Stationen der Weingeschichte

Mengenpolitik

Weniger ist manchmal mehr, aber selten am besten. Denn das Verhältnis von Ertrag und Qualität ist nicht so offensichtlich, wie Weinmacher uns das weismachen wollen.

In den 1920er und 1930er Jahren «erfindet» Frankreich die kontrollierte Ursprungsbezeichnung und schafft damit ein System, das zum Vorbild für die ganze übrige europäische Weinwelt wird. Wer AOC (Appellation d’Origine Controlée) sein will, muss sich an strenge Vorgaben halten.

Festgelegt werden unter anderem die Höchsterträge, und zwar in Hektoliter pro Hektar. Das scheint intelligent und einfach nachvollziehbar. In vielen Herkunftsgebieten liegt die erlaubte Ausbeute bei rund 45 Hektolitern pro Hektar. Wie dieser «Plafond», diese Decke, festgesetzt wird? «Ganz einfach», schmunzelt Vincent de Bez, Mitbesitzer von Château d’Aquéria in Tavel, dessen Vorfahren aktiv an der Gründung der ersten französischen AOC mitgearbeitet haben: «So, dass niemand ihn je erreichen kann. Sonst hätten die Winzer ihn nie akzeptiert.

»In einer Epoche, in der sich der Rebbau eben erst mühsam von Wirtschaftskrise, Reblaus, Kriegen erholt, sind 45 Hektoliter pro Hektar (um bei diesem Beispiel zu bleiben) eine völlig illusorische Grösse für Qualitätsrebbau. Zu allen Zeiten liegen die Höchsterträge (ausgenommen die quasi industriellen Rebanlagen im Languedoc, die nur knapp trinkbaren Basiswein ergeben) bei 5 bis 20 Hektolitern pro Hektar, und «mehr» ist oft Synonym für «besser»: besseres Terroir, bessere Rebarbeit, besseres Mikroklima.
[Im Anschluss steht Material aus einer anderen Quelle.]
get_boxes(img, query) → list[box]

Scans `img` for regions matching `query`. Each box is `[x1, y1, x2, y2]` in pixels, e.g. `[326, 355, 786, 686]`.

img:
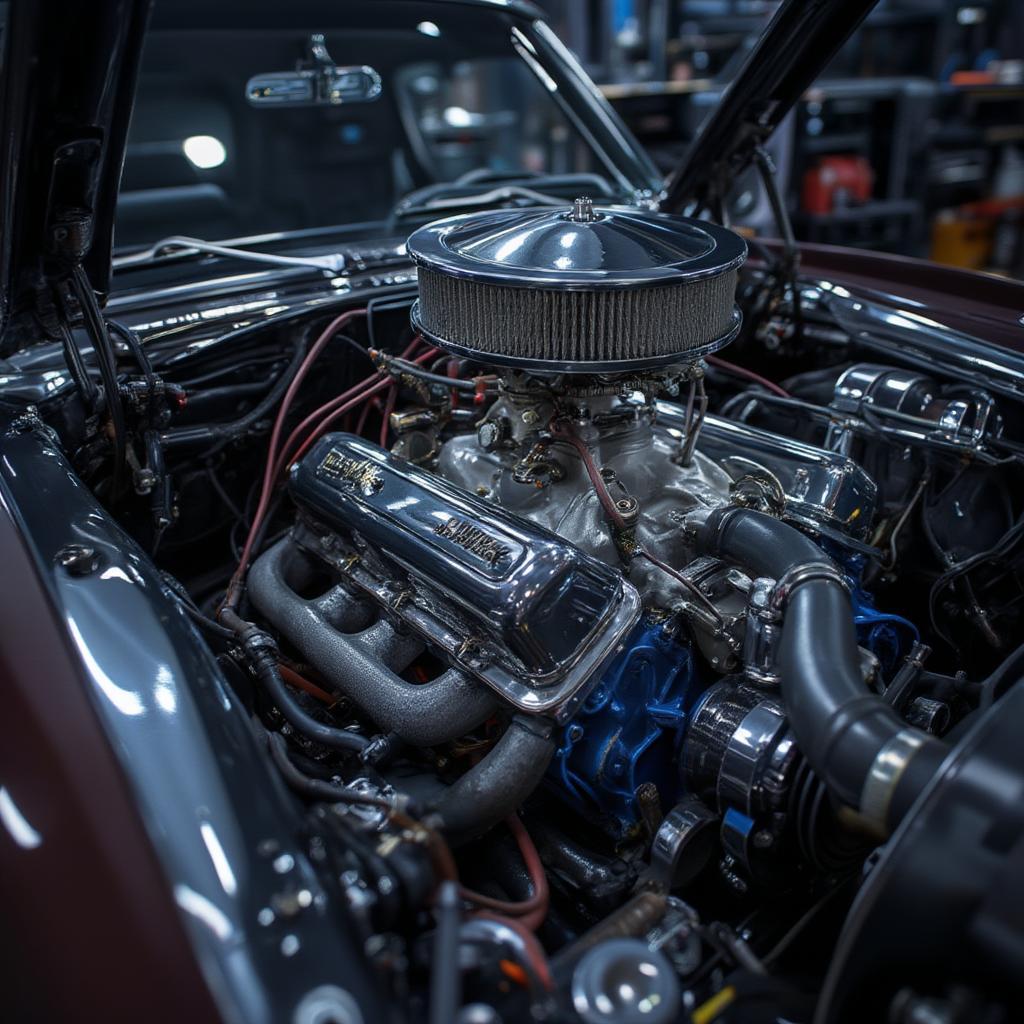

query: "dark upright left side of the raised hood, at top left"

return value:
[0, 0, 150, 354]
In dem kleinen französischen Dorf, in dem ich lebe, hängen die Erntedeklarationen der letzten Landweinzonen, die hier überlebt haben. Die Hektarerträge liegen alle unter zehn Hektolitern, doch die Weine sind so scheusslich, dass sie sich kaum für Essig eignen. Bloss – wie sehen Rebberge «zu allen Zeiten» aus? Ganz sicher nicht wie moderne Rebanlagen. Zur Zeit der Entstehung der AOCs (und damit der Mengenbeschränkung) stehen Reben zwar bereits in Reih und Glied, doch Klone sind so gut wie unbekannt, der Rebschutz bleibt rudimentär, die Mittel zum Unterhalt sind bescheiden, (Kunst-)Dünger wird kaum verwendet, oft fehlt im Rebberg die Hälfte der Stöcke. Da stösst das Hektoliter-Hektar-System an seine Grenzen: Es sagt nicht, wie viel ein einzelner Stock produziert. Darum haben die AOC-Gründer ihre Rechnung ohne den Wirt gemacht.

Klonforschung (einseitig auf Produktivität ausgelegt), chemischer Pflanzenschutz und modernere Rebanlagen, in denen kein Stock mehr fehlt, sprengen die Erntemengen, und spätestens ab den 80er Jahren werden die Basiserträge mit links übertroffen. Und so kommt es, dass Bordeaux-Weinhändler Christian Moueix vor laufenden TV Kameras mittels goldener Rebschere auf einer Parzelle seines legendären Château Pétrus im Hochsommer Trauben auf den lehmigen Boden fallen lässt, die «grüne Ernte» erfindet und sofort überall tapfer nachgeahmt wird. Möglichst tiefe Erträge gelten für die nächsten 20 Jahre als DAS Werbe- und Preisgestaltungsargument für grosse Weine und solche, die es werden wollen.

Die Wahrheit liegt wie immer in der Mitte. Und wo diese liegt, hängt von Dutzenden von Faktoren ab, nicht zuletzt vom Klimaverlauf. Es gibt genügend Beweise dafür, dass Typizität und Terroir (was immer das auch heissen mag) bei zu hohen Erträgen auf der Strecke bleiben. Doch bei zu tiefen auch. Der Alkoholgehalt schiesst in die Höhe, es fehlt an Säure – und weg ist die Typizität.

«Warum künstliche Mengenbeschränkung? Um mehr Geld für eine Flasche verlangen zu können? Warum Trauben auf den Boden schmeissen, wenn ich mehr Leute glücklich damit machen kann?», sagt Laurent Vonderheyden von Château Monbrison. Die Betonung liegt auf glücklich.